Part of the Furniture
For your acknowledgement, the repeaters I mentioned before in the diagram (RP-AC55 & RP-AX56) are AiMesh-supported repeaters.
I did read the product descriptions of both those repeaters before posting. While the RP-AX56 does say it's an AiMesh device read very carefully what it says about the RP-AC55. It is not listed as an AiMesh device. It just says you can use it to "Expand your current AiMesh network", which any repeater can do.

Getting back to your original question about seamless roaming, I don't think those devices would do that. 802.11k,v,r are chipset/driver capabilities rather something that AiMesh does. Even my RT-AX86U only supports 802.11k and r. I very much doubt the RP-AC55 supports any of those modes.
 

afaiyaz15

New Around Here
I did read the product descriptions of both those repeaters before posting. While the RP-AX56 does say it's an AiMesh device read very carefully what it says about the RP-AC55. It is not listed as an AiMesh device. It just says you can use it to "Expand your current AiMesh network", which any repeater can do.
Thank you very much. I didn't notice this info carefully.... My fault
 

Tech9

Very Senior Member
I don't have that much money to buy a single AP for each room.

Place one AP in second and second last room - you have one wall only in each direction. I don't know what Internet is needed in the rooms 3' wide. Sound like lockers/storage places to me. What expected Internet speeds we are talking about?
 

afaiyaz15

New Around Here
Place one AP in second and second last room - you have one wall only in each direction. I don't know what Internet is needed in the rooms 3' wide. Sound like lockers/storage places to me. What expected Internet speeds we are talking about?
The 3' rooms on the both sides are verandas. We'll need internet sometimes there cuz if someone wants to have a private phonecall then he'll go there to talk.

I'm planning to buy WiFi 6 APs (Unifi U6 Lites are cheap enough now) (though in my place we don't have more than 20 Mbps internet speeds)

Thanks for your valuable suggestion...
 

Tech9

Very Senior Member
If you have up to 20Mbps Internet speeds, perhaps using 2.4GHz 802.11n is a better option for walls penetration. I found recently some Asus RT-AC1200 V2 routers on sale for $30. They have Access Point mode in firmware. Reviews say the range is good and they also offer 2-stream AC radios, but limited to Fast Ethernet ports (100Mbps). Your internal network will be slower, but the cost is very low too. I know nothing about your local prices, shop around.
 

thiggins

Mr.
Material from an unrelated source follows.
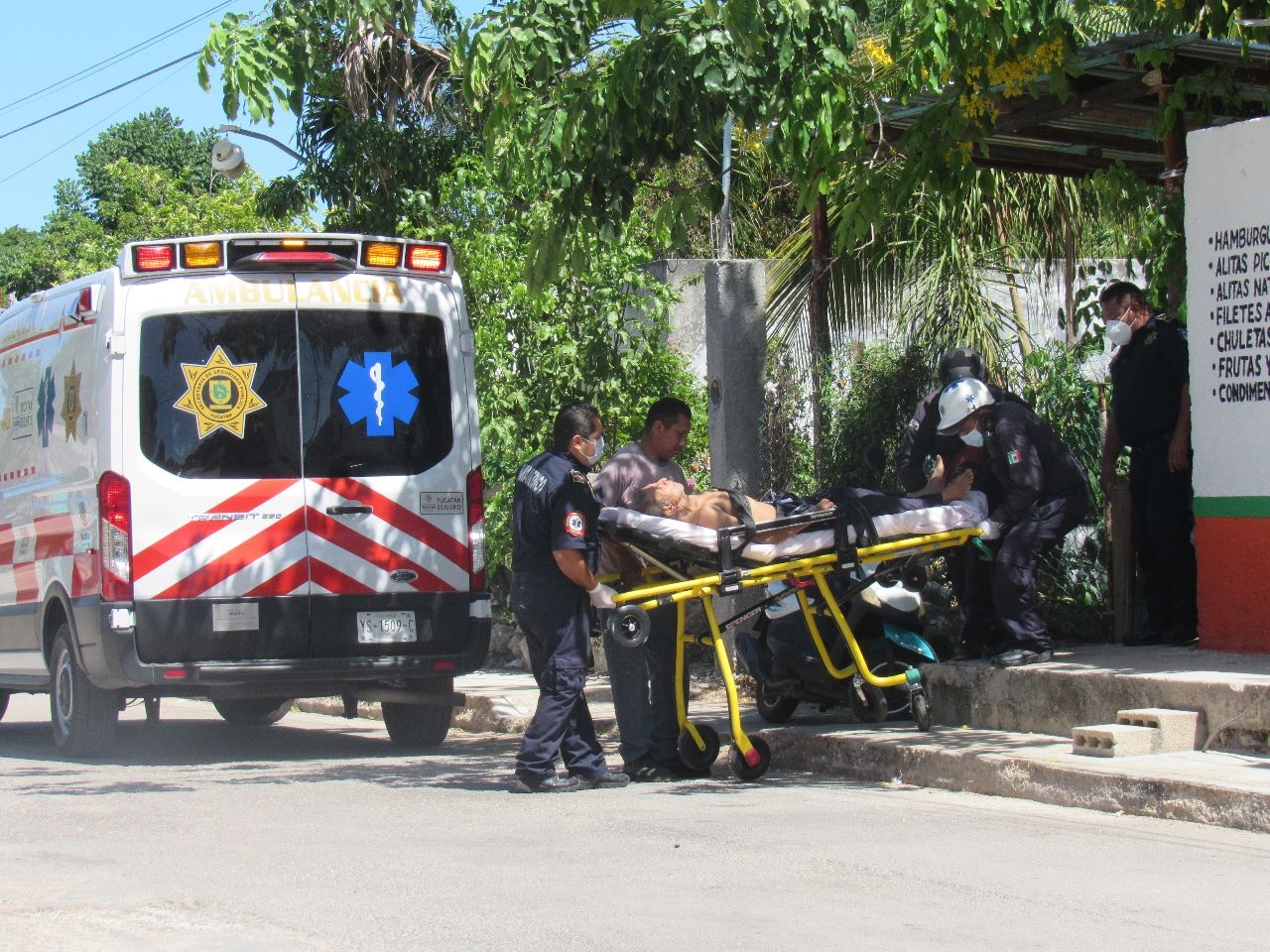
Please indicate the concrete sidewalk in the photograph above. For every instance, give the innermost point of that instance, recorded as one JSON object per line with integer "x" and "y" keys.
{"x": 985, "y": 739}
Easy
Staff member
Keep in mind with wall mounting, you will get much less signal behind the AP. This article explains how to understand antenna radiation plots.
 

L&LD

Part of the Furniture
From the drawing in post 8, I would put a single RT-AX86U at the top/middle and have your full-speed ISP internet connection, everywhere.
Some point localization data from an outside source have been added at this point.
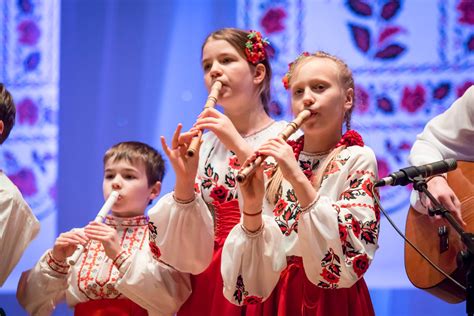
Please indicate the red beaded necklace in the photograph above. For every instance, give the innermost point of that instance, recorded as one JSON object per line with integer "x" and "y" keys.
{"x": 350, "y": 138}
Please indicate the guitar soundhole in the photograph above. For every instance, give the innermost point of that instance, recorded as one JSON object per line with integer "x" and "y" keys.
{"x": 443, "y": 238}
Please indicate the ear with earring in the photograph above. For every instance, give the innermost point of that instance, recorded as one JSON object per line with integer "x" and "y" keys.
{"x": 347, "y": 119}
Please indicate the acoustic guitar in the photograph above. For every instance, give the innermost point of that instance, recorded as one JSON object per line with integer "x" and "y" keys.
{"x": 437, "y": 239}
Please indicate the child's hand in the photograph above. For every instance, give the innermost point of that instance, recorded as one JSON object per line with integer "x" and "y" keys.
{"x": 253, "y": 191}
{"x": 222, "y": 126}
{"x": 67, "y": 243}
{"x": 284, "y": 156}
{"x": 184, "y": 167}
{"x": 107, "y": 236}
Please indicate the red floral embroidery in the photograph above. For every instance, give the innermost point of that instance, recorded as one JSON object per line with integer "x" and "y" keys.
{"x": 280, "y": 207}
{"x": 234, "y": 163}
{"x": 219, "y": 193}
{"x": 356, "y": 227}
{"x": 342, "y": 232}
{"x": 255, "y": 47}
{"x": 367, "y": 187}
{"x": 360, "y": 264}
{"x": 351, "y": 138}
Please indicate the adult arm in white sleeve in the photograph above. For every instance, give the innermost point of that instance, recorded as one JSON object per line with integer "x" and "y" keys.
{"x": 43, "y": 287}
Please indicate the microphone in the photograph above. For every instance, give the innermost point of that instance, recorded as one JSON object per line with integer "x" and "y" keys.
{"x": 406, "y": 175}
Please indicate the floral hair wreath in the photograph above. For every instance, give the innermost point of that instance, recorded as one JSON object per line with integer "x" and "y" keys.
{"x": 291, "y": 66}
{"x": 255, "y": 47}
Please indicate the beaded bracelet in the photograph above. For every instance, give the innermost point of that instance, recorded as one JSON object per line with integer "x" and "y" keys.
{"x": 251, "y": 233}
{"x": 179, "y": 201}
{"x": 252, "y": 214}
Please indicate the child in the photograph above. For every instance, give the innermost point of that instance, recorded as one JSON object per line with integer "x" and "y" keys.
{"x": 18, "y": 224}
{"x": 119, "y": 273}
{"x": 192, "y": 227}
{"x": 308, "y": 253}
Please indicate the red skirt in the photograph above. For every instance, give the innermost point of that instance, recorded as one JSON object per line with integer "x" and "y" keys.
{"x": 207, "y": 296}
{"x": 117, "y": 307}
{"x": 295, "y": 295}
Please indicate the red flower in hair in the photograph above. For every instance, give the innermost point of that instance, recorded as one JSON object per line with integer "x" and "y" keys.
{"x": 255, "y": 47}
{"x": 351, "y": 138}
No need to worry about roaming (which is up to the client devices (mostly), not the router per se), no need for multiple units, no saturating of the local environment with more AP's than are really needed.

If an RT-AC86U, RT-AX88U, or an RT-AX86U doesn't cover the area well enough, two will do so easily (this is a very small area to saturate with Wi-Fi).

Getting a single router in the proper location for the areas to be covered is more important than getting (too much) hardware to accomplish the same goal, and at a much higher cost and more than likely, worse performance levels.

With the ability to have wired backhaul, your options are much more open and the resulting experience much more performant and stable too.

If two routers were really needed (I don't see why though, with the small scale here), I would set up one on each end of the space indicated in the drawing (with each mounted on the interior veranda walls).

You may still have to play with the signal strength settings so that the signals do not overlap excessively near the middle rooms, but it should be a much better solution than an AP in each room.